Problem Description
Given an integer array nums, you need to determine the maximum possible bitwise OR that any non-empty subset of nums can achieve, and then count how many different non-empty subsets yield this maximum bitwise OR. A subset is defined by selecting some (or all) numbers based on their indices, and two subsets are different if they choose different indices.
Key Insights
- The maximum bitwise OR is achieved by OR-ing all elements in the array.
- Since the array length is at most 16, it is feasible to iterate over all 2^n possible subsets (excluding the empty subset) using bitmask enumeration.
- For each subset, compute the bitwise OR of its elements and compare it with the maximum OR.
- Count only those subsets whose OR equals the maximum OR.
Space and Time Complexity
Time Complexity: O(2^n * n), where n is the number of elements in the array.
Space Complexity: O(1) extra space (not counting the space for input).
Solution
The solution uses a brute force bitmask enumeration approach:
- First, compute the maximum OR by iterating through the array and OR-ing all its elements.

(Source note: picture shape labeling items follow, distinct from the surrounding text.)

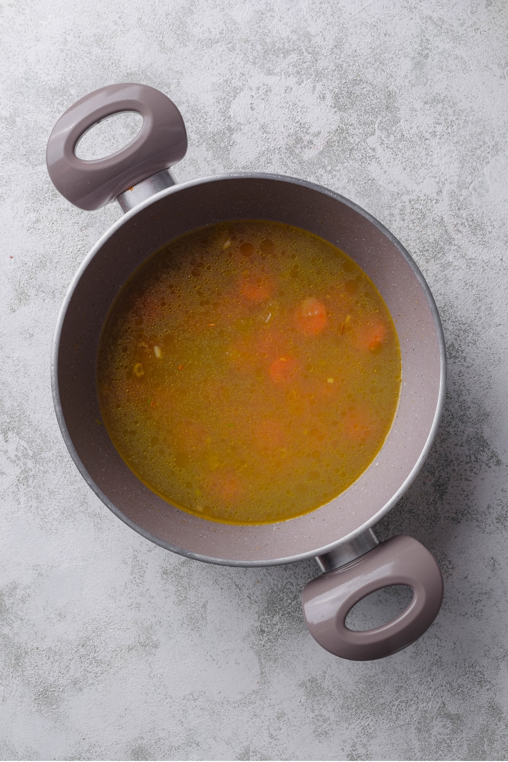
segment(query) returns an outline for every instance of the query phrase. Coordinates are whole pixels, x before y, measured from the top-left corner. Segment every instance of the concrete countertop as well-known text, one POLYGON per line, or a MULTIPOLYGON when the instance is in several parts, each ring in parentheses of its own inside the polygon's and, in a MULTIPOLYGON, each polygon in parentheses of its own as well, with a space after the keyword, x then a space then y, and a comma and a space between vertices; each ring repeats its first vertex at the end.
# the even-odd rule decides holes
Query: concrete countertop
MULTIPOLYGON (((506 759, 507 35, 503 0, 0 3, 2 759, 506 759), (436 555, 445 599, 395 656, 347 662, 312 640, 300 594, 314 562, 171 555, 110 513, 65 448, 53 327, 120 210, 59 196, 46 142, 74 101, 129 81, 180 107, 180 179, 326 185, 386 225, 430 285, 443 421, 378 530, 436 555)), ((118 129, 125 142, 133 128, 118 129)))

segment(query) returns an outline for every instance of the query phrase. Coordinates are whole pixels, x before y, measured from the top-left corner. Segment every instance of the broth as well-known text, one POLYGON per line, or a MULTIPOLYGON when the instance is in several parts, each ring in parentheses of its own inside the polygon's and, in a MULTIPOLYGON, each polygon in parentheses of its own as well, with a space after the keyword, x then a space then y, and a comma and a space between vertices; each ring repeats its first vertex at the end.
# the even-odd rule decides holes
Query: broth
POLYGON ((372 463, 401 389, 395 327, 343 251, 263 220, 193 231, 132 277, 97 359, 104 423, 154 492, 226 523, 329 502, 372 463))

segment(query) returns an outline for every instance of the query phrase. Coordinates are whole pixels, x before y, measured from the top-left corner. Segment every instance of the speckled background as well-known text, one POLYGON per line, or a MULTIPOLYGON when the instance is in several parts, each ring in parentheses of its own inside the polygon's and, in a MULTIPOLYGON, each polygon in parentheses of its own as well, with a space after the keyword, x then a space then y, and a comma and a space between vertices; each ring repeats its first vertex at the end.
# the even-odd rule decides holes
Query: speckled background
POLYGON ((507 36, 504 0, 0 0, 2 759, 506 759, 507 36), (299 600, 313 561, 173 555, 115 518, 67 453, 53 327, 120 210, 60 197, 45 146, 75 100, 122 81, 181 108, 181 179, 253 169, 327 185, 430 284, 443 422, 379 532, 425 543, 446 594, 395 656, 347 662, 315 643, 299 600))

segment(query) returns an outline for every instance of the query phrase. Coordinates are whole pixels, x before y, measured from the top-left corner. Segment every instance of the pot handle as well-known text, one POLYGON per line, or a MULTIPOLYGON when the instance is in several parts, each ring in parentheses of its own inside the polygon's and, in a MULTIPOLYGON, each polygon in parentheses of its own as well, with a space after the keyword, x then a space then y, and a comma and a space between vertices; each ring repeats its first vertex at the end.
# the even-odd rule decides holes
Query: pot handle
POLYGON ((302 599, 315 640, 335 656, 364 661, 389 656, 417 640, 436 619, 443 594, 443 576, 433 555, 413 537, 398 535, 313 579, 302 599), (346 626, 346 617, 362 598, 392 584, 413 588, 411 602, 402 613, 374 629, 358 632, 346 626))
POLYGON ((100 88, 68 108, 50 136, 46 162, 62 195, 81 209, 94 210, 176 164, 187 148, 185 124, 173 101, 155 88, 126 82, 100 88), (78 158, 75 147, 85 133, 121 111, 143 117, 134 139, 110 156, 78 158))

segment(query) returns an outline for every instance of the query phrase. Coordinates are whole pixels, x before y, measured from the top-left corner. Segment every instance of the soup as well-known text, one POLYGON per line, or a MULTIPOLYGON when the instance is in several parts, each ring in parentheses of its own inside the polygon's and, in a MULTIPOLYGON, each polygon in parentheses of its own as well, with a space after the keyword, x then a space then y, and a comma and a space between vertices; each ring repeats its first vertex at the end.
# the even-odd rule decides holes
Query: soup
POLYGON ((269 523, 366 470, 391 425, 401 354, 366 274, 307 231, 241 220, 156 252, 103 328, 97 390, 122 458, 190 514, 269 523))

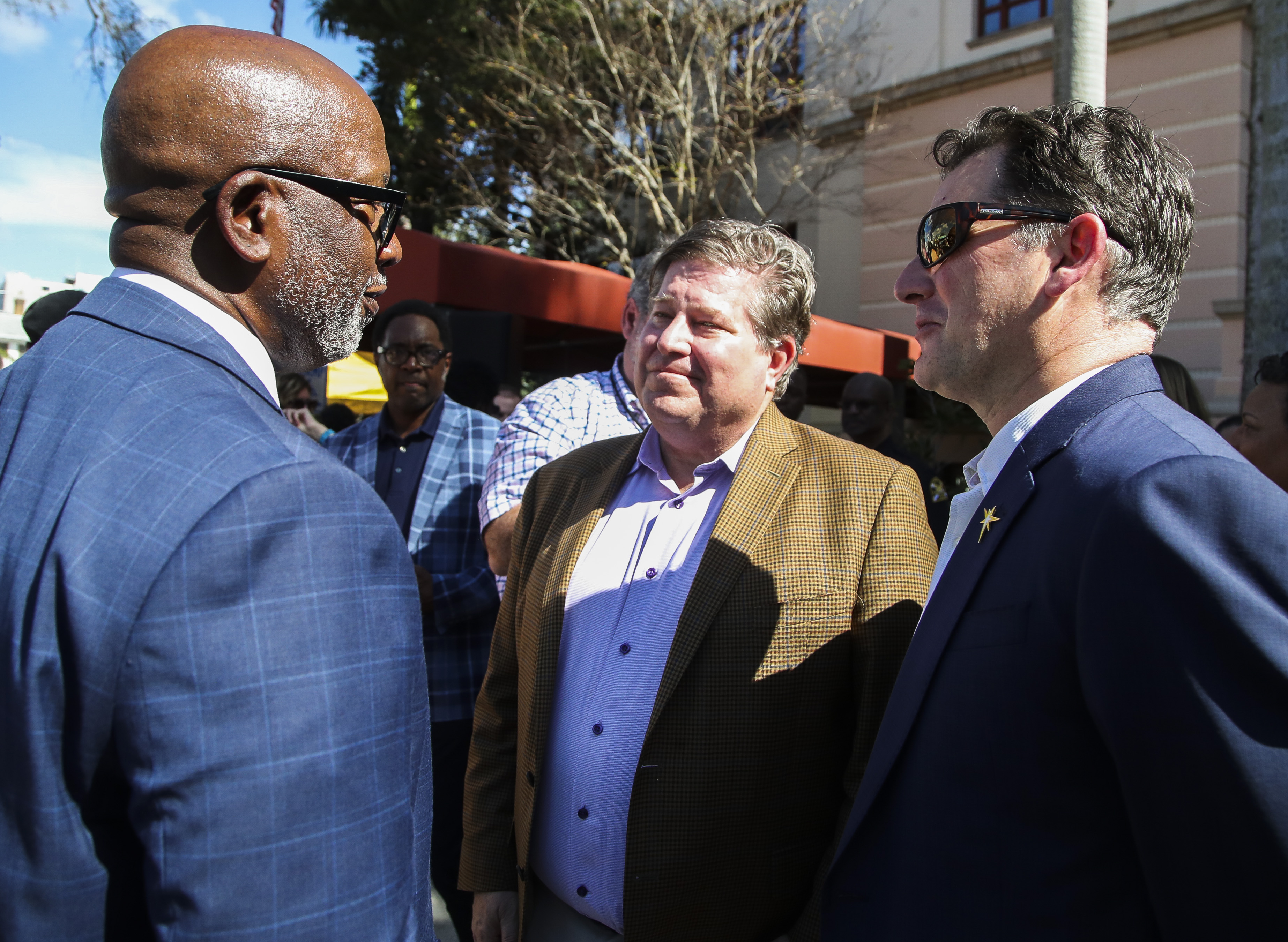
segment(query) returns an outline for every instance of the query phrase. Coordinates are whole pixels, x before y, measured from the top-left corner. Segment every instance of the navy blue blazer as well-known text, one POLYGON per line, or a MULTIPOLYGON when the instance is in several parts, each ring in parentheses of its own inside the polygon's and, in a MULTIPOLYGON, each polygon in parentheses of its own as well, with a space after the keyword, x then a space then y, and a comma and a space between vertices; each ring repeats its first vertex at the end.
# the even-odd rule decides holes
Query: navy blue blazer
POLYGON ((233 349, 104 279, 0 372, 0 938, 433 939, 416 582, 233 349))
POLYGON ((1162 394, 1086 381, 926 606, 823 938, 1288 933, 1288 494, 1162 394))

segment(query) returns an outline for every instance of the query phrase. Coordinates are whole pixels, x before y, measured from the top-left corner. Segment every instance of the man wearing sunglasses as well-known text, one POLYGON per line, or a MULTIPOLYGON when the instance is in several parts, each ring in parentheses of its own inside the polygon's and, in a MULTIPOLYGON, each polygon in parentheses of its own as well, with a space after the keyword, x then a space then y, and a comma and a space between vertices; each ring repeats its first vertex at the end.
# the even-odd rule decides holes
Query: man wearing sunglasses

- Then, iterate through all possible non-empty subsets by treating each subset as a bitmask from 1 to 2^n - 1.
- For each subset, compute its bitwise OR by checking every bit in the mask; if the bit is set, OR the corresponding element to an accumulator.
- If the computed OR equals the maximum OR, increment the subset count.
- Finally, return the count.
This algorithm leverages bit manipulation and enumeration techniques to efficiently test every subset given the small constraint (n ≤ 16).